One of the biggest, you often don’t see. It’s in the brain.
“During adolescence the brain changes more than any other time in life except infancy,” said Dr. Jaque Gamino with the Center for Brain Health in Dallas.
She is teaching 70 teachers and staff at Thomas Edison Middle Learning Center in Dallas to brain train - not what to teach, but how to teach - all based on a program called Strategic Memory Advanced Reasoning Training (SMART).
“We box kids in and say, 'This is what I want you to learn, and this is the way I want you to think,'" said reading teacher Timothy Bennett. "We don't need that anymore."
Bennett said the biggest change is what's called "top-down processing." That means give the students the big picture first, and details next.
Research shows our brain works better that way, and yet it's opposite of what's put in most schools.
“I'm going to show you the whole thing. We're not going to put it together and watch it work, we're going to see it working and then take it apart and go, 'This is what makes it work,'" Bennett said.
Middle school students are required to do higher-level thinking. Yet, Gamino said they often get lost in the facts.
“Kids are overwhelmed with information -- they get it from any and every place and they don't know how to sift through it,” Gamino said.
So by training teachers to think differently about teaching that information, the Center for Brain Health believes the classroom will transform.

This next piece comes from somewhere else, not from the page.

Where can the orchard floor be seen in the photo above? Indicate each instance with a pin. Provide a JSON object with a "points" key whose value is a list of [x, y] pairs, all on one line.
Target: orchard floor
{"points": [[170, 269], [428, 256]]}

“We've always taught our kids strategies -- every school in the district teaches strategies for learning this skill," Gamino said. "Now we're learning. Let's not deal with strategies, let's teach them to think."
“The test scores will go up, students will be more empowered and motivated to enjoy learning, and to know how to get the most out of classes,” said Brent Christopher with the Communities Foundation of Texas.
He is paying for this pilot program in DISD based on proven results in other states. So far, the program has put 200 teachers and 15,000 students to work.
Looking at the TAKS results for those kids, sometimes the SMART kids see a 50 percent improvement from before.
“There is not one correct answer; there are many. There are wrong answers, but there are many correct answers,” Gamino said.
“We're going to go from 'You have a right or wrong,' to 'Okay, that's good, but let's think about that. Tell me why you picked that,'” Bennett said.
Thomas Edison is the first entire school to do the training. If the grant is successful, it could expand from there.